The mentally ill, however, contend with a more complex set of circumstances.  They are frequently homeless, often victims of assault themselves, and sometimes afflicted with superimposed substance use disorders.  They do not always have access to mental health care, let alone general medical care.  Generally it begins with misdemeanors like trespassing, progresses to illegal drugs use and assault, eventually sometimes culminating in violent crimes.  It is possible that because a compassionate court excuses minor crimes on the grounds of mental illness, the perpetrator acquires the sense that he or she is not responsible.  Released therefore from the accountability constraints of civil society, their infractions become progressively more serious, advancing to crimes so violent the jury is no longer inclined toward mercy.  Had we held them accountable at an earlier time and given them access to adequate care, their behaviors might not have progressed to the level of felonies.   

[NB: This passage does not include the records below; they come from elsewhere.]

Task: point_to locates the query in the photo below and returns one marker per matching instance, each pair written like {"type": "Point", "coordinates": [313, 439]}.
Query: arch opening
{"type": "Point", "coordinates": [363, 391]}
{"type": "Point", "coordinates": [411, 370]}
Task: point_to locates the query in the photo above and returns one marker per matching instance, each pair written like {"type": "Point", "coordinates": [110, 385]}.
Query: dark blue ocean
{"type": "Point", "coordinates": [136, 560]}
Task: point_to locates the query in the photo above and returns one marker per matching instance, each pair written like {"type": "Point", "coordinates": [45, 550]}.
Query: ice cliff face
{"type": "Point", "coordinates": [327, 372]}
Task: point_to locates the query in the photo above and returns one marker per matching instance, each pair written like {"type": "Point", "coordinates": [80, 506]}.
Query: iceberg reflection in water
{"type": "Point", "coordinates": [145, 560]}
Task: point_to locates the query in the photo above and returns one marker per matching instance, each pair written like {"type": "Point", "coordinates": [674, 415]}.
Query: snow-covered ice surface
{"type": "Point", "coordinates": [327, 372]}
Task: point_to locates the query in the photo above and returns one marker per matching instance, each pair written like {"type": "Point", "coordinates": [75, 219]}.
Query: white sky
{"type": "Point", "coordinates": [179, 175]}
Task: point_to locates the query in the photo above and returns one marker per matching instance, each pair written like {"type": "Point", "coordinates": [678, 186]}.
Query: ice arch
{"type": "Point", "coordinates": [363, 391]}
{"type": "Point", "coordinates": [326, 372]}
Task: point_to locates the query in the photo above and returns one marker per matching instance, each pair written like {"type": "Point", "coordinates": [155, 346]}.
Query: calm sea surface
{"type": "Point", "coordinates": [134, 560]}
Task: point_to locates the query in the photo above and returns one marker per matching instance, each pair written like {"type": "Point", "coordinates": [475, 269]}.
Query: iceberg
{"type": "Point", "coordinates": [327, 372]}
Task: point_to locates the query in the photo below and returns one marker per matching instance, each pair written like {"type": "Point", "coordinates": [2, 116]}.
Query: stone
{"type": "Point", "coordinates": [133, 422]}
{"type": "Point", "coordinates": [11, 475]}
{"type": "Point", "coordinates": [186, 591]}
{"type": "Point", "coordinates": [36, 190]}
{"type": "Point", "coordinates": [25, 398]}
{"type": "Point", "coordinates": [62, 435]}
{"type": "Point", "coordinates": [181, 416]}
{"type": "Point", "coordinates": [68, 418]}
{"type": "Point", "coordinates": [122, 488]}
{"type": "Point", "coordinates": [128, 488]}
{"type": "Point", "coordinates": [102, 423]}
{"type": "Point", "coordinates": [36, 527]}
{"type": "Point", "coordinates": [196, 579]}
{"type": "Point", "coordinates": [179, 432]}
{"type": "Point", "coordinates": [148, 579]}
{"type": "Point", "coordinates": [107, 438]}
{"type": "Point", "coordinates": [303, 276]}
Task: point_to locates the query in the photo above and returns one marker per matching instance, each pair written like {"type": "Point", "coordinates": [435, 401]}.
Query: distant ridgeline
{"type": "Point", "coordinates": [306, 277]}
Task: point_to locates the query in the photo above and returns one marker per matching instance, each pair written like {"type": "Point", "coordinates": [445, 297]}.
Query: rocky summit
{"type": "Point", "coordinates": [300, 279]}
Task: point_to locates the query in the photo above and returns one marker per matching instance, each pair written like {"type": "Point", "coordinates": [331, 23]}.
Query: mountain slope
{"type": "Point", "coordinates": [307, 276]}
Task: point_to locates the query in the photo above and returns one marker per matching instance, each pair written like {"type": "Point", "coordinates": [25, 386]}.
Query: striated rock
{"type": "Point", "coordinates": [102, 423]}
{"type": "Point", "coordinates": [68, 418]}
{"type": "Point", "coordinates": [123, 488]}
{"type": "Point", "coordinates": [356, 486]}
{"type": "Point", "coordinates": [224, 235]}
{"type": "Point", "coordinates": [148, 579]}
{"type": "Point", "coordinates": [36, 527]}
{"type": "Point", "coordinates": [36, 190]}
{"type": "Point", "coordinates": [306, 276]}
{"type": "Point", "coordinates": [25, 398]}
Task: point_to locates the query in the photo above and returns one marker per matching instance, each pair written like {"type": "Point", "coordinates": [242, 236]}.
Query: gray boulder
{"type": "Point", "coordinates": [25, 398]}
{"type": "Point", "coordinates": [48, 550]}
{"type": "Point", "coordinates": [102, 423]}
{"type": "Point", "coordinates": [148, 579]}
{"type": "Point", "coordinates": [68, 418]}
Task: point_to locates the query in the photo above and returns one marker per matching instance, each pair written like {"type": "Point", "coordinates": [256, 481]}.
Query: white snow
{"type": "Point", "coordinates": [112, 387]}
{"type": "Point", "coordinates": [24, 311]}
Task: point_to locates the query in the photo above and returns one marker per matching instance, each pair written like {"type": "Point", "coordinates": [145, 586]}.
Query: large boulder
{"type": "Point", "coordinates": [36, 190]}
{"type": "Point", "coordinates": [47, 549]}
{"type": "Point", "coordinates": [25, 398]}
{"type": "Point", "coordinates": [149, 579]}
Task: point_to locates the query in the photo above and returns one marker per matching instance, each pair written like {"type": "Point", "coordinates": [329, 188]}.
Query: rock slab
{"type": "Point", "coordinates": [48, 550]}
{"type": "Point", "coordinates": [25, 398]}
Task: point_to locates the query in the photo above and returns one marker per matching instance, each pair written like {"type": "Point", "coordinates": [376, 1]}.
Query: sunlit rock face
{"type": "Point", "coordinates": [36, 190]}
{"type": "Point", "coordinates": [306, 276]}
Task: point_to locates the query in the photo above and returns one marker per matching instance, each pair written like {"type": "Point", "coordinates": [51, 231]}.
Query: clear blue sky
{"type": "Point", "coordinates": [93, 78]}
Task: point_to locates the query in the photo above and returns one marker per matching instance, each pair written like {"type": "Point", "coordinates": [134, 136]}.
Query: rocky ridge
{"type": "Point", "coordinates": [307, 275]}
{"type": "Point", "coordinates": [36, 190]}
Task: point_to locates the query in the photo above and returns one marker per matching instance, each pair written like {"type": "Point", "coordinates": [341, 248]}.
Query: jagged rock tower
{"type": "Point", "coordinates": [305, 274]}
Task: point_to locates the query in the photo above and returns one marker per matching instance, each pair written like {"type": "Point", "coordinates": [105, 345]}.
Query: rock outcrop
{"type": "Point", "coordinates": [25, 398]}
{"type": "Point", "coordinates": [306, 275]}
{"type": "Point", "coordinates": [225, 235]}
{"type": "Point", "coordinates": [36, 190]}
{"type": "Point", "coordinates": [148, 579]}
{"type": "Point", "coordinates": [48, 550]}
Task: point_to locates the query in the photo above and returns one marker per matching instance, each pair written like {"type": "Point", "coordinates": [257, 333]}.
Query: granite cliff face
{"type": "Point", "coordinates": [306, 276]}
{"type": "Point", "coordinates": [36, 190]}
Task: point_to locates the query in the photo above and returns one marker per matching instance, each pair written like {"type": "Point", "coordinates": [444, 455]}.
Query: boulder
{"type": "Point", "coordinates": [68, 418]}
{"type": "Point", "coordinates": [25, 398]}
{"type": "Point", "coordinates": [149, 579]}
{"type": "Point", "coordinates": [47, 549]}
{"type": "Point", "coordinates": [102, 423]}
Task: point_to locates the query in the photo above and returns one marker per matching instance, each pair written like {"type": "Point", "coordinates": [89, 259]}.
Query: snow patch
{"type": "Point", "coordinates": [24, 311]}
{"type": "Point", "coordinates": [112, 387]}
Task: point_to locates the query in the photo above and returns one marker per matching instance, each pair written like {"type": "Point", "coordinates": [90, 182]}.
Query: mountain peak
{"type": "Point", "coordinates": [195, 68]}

There is a more rational, and in my opinion, less expensive way.  We could build state psychiatric hospitals, as we did a century ago, and make available to patients long-term treatment for substance use and mental illness.  We could make outpatient treatment of mental illness and addiction available in a meaningful way, and in the former case implementation of real case management.  With case managed, when a schizophrenic patient with a history of violence stops coming to his appointments, he is at least in theory quickly located and treatment reinitiated. 

We have closed the mental hospitals and opened the prisons.  It is often said that of all the nations in the world, the U.S. has the highest absolute number, and the greatest percentage of her population in jail or in prison.  If it is true, this statistic is a dramatic challenge to the notion that we are a "free" country.  It might not gratify the emotional need, as Bill Clinton said, to "send a message" to drug users and those who commit crimes.  But we would be safer, freer, and less fiscally strained if we closed the prisons and opened the mental hospitals.   

Everyone, including the mentally ill, should be accountable for his or her behavior.  Reason and compassion dictate, however, that we not expose mentally ill individuals to inhumane conditions; that they not be held accountable under such a different set of circumstances than society at large.  Even those not motivated by moral consciousness will probably concede that since contraction of mental health care was followed by an explosion in homelessness and dramatic increases in prison populations, a reciprocal effect could be induced by investing in mental health care.  If it is true as the NAMI has suggested that the prison system is the new mental health system, it would be cold reason itself to replace it with a more effective and yet also less expensive one.    


Update:   On 12/7/2011 I had a conversation with my colleague Dr. John Hubbard.  We co-authored a textbook some years ago:  "Primary Care Medicine for Specialists and Subspecialists:  A Practitioner's Guide."  We were discussing this topic, that of culpability of the mentally ill.  He made an interesting observation.  He said that people should not be found Not Guilty by Reason of Insanity but rather Guilty by Reason of Insanity.  Such a legal finding would, it seems to me, make it possible to hold patients accountable but also emphasize quarantine and treatment over quarantine and punishment. 

(c) copyright 2011 Robert Albanese

Update:  On 4/20/16 I attended Baylor College of Medicine Grand Rounds.  The speaker, Christina Treece MD, an expert on postpartum psychiatric disorders, noted that Andrea Yates had discontinued her haloperidol (an antipsychotic) without consulting with her psychiatrist not long before the horrific murders of her five children.  

1 comment:

  1. Very interesting article! I find the clinical perspective very enlightening in determining how we should deal with 'mentally ill' offenders.